Ela porém, cada dia mais linda e por outro lado irradiava luz que até iluminava o mais limpo dos dias. As suas palavras eram sucesso e o seu nome foi reconhecido, não só pela técnica com que pintava os lugares e as personagens, mas também por seu grande espírito altruísta e voluntarioso.
A Terra fez seu trabalho e acabou afastando as duas almas que até a certa altura eram gémeas, apesar de suas diferenças. Antagonicamente ao esperado continuaram a se amar como no primeiro dia, sem se falarem, sem se tocarem, nem mesmo com o olhar.
A vida de casal era um solitário caminhar para cada um. Um desencontro de almas agarrado pelo profundo sentimento do amor.
Mas a vida na terra tem destas coisas e ele faleceu com um coração emaranhado e uma aura sombria. Destinado ao inferno fatal, aqueles fogos intermináveis de sombras e gritos dos contos infantis de outrora. Nunca se lhe viu arrependimento de suas ações. 
A única coisa boa que restava nele era aquele imenso amor que sentia por aquela doce menina das letras e parágrafos de doçura intelectual.
Muitas das suas promessas ficaram por se cumprir e muitas transcenderam além da morte, na memória dos prejudicados, dos infelizes cruzamentos na vida com tal personagem
Ela continuou a sua pontualidade e com desejo ardente esperou pela vez dela rumar ao infinito tempo. Recordava-o todas as manhãs mesmo sabendo que ele não iria tocá-la, não iria beijá-la e poucas vezes lhe dirigia a palavra. E ela não podia tocar-lhe a farta cabeleira, afagar o seu rosto numa carícia que fazia anos estava presa no seu gesto contido.
Como ela sentia falta dele, perdoou-lhe todos os seus erros; ela imaginou-o a beijá-la na testa, a olhar-lhe nos olhos, a sorrir-lhe. Ela só sentiu o gesto, sem sentir o calor daquele beijo que não ultrapassava a sua capacidade imaginativa.

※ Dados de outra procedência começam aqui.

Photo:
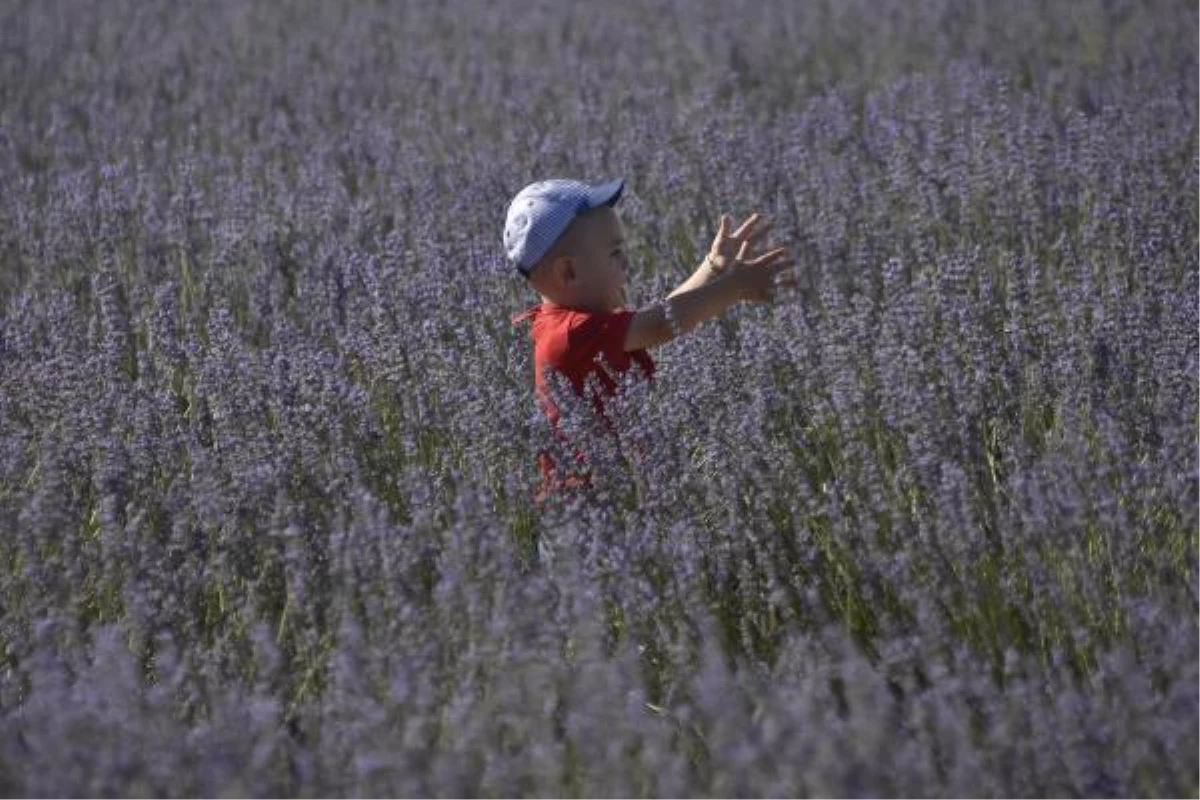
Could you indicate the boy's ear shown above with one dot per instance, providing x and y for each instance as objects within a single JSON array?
[{"x": 565, "y": 269}]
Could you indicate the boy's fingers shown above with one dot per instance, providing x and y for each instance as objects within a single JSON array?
[
  {"x": 760, "y": 230},
  {"x": 748, "y": 226}
]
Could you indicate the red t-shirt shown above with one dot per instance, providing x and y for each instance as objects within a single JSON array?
[{"x": 579, "y": 344}]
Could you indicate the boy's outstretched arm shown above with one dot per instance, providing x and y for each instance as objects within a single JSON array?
[
  {"x": 727, "y": 276},
  {"x": 751, "y": 280}
]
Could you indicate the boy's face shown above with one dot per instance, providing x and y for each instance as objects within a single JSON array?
[{"x": 591, "y": 269}]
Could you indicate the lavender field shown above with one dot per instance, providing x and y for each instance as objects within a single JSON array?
[{"x": 927, "y": 527}]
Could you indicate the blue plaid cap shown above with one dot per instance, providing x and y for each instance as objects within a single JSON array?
[{"x": 541, "y": 212}]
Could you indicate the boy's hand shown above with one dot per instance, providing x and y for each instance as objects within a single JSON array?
[
  {"x": 733, "y": 254},
  {"x": 727, "y": 246}
]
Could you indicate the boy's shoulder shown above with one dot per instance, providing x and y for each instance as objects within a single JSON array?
[{"x": 561, "y": 332}]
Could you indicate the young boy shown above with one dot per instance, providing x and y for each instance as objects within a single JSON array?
[{"x": 567, "y": 239}]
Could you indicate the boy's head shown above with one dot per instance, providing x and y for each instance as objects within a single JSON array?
[{"x": 565, "y": 238}]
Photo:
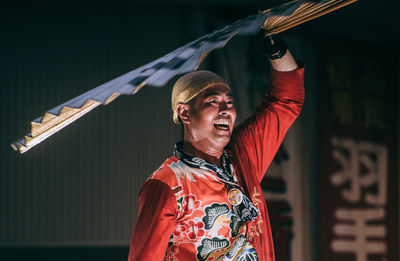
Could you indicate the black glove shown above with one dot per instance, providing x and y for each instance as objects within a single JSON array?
[{"x": 271, "y": 45}]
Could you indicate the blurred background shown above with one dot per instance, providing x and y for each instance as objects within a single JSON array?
[{"x": 332, "y": 191}]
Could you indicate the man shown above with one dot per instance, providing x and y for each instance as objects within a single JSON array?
[{"x": 205, "y": 202}]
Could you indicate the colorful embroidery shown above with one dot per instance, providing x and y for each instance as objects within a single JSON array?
[
  {"x": 210, "y": 245},
  {"x": 234, "y": 226}
]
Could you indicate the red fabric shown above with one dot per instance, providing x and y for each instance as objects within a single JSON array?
[{"x": 252, "y": 148}]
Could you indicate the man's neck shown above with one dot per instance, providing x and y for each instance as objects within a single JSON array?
[{"x": 213, "y": 156}]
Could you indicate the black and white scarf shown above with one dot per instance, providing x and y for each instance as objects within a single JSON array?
[{"x": 242, "y": 206}]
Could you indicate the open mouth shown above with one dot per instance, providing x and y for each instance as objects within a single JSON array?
[{"x": 221, "y": 125}]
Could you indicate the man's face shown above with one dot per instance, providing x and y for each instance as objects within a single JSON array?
[{"x": 212, "y": 116}]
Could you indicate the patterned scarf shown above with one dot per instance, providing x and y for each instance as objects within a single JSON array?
[{"x": 242, "y": 206}]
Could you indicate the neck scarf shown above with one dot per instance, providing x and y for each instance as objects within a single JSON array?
[{"x": 242, "y": 206}]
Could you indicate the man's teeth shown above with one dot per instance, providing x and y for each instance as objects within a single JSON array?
[{"x": 222, "y": 124}]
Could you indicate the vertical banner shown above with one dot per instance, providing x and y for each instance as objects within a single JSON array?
[{"x": 358, "y": 181}]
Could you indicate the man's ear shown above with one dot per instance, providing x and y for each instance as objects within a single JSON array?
[{"x": 182, "y": 109}]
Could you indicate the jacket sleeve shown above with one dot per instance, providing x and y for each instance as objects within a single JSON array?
[
  {"x": 262, "y": 133},
  {"x": 156, "y": 222}
]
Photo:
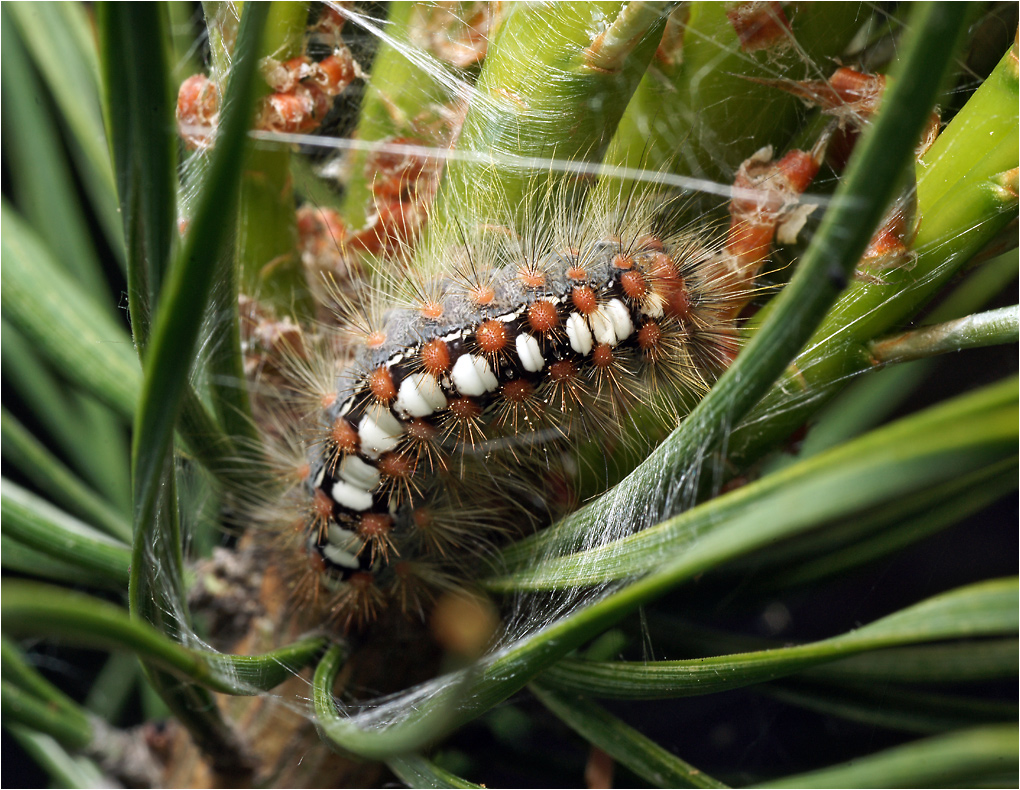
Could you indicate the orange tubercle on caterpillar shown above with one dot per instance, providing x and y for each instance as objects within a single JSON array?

Uma verdadeira história de amor de dois mortais incompatíveis, que sem dúvida haviam superado a barreira do tempo e do espaço.
Para ela todos os dias eram um 14 de Fevereiro, mesmo que o céu amanhecesse tingido de cinza, raios e trovões. Mesmo com a morte dele, sobrevivente loucura, continuava a ser o seu dia 14.
Ela, com todos os anos à frente, levantava-se da cama para ir ao lugar onde selou o pacto com o amor de sua vida.
Sentada sob uma mangueira e protegendo-se da chuva torrencial com seu guarda-chuva vermelho ou dos intensos calores de verão com a sua sombrinha rendilhada, ela honrou aquele pacto de amor sabendo que ele não chegaria, que não sentiria os seus beijos e suas palavras nunca lhe seriam dirigidas.
Um dia, seguindo a habitual ritual, sentou-se e esperou, porém tirou do bolso uma folha de papel milimetricamente dobrada onde na noite anterior, havia escrito um poema.
Ela começou a lê-lo e de repente o céu parou de chorar e um sol tímido se deu a conhecer. Não havia tempestade tropical nem calor infernal perante tanto amor.
O vento começou a soprar dando vida à natureza novamente, os ramos dançavam suavemente e olhando-se de longe parecia a mangueira estava a dar pulos de contente. 
Ela deixou a página com o poema no banco e fechou os olhos como que a deixa-se embalar pela musicalidade das folhas. Quando ela os abriu, a mangueira reluzia mais que a luz dela e ele estava lá, sentado ao lado dela, olhando para ela com a alma nas mãos.
Um beijo caloroso selou o encontro e eles se levantaram e numa verticalidade surpreendente subiram para lá dos céus e até hoje ninguém mais os viu ou os ouviu.